Recent research on exemplary organic farms in the northeastern U.S.A. identified a vegetable and a grain farm with particularly successful systems. These farms achieve consistently good yields and have low weed, insect and pathogen problems, despite minimal off-farm inputs. The strategy of the proposed project is to demonstrate that these farming systems can be duplicated and compare them with improved systems worked out through collaboration between the farmers and researchers.

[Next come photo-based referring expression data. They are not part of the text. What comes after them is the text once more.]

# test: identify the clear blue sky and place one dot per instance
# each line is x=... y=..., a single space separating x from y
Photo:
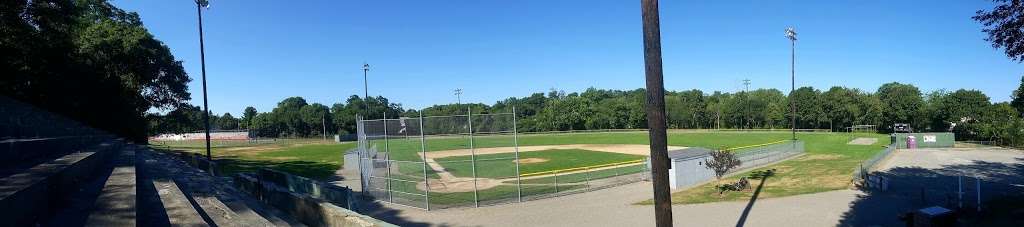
x=259 y=52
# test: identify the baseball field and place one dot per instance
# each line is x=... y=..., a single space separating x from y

The goals of the project are
  1. to improve the overall health and profitability of organic farms, especially during transition and the first few succeeding years,

  2. to determine experimentally how organic soil and nutrient management affects weed, insect and pathogen pressure and

  3. to develop these cropping systems experiments as "living laboratory courses" for training extension personnel and deepening the understanding of organic farmers about their systems.
The vegetable and grain systems experiments and an on-farm nutrient study will regularly be sampled for soil nutrients, soil physical structure, soil biota, insect pests and beneficials, and weeds. Specific hypotheses on the relation of soil nutrients and soil physical conditions to weeds, insects and plant pathogens will be assessed through bioassays and micro-plot experiments. The system experiments will be used as field teaching laboratories in conjunction with web based learning modules to train extension personnel in organic systems and to broaden the knowledge of organic farmers.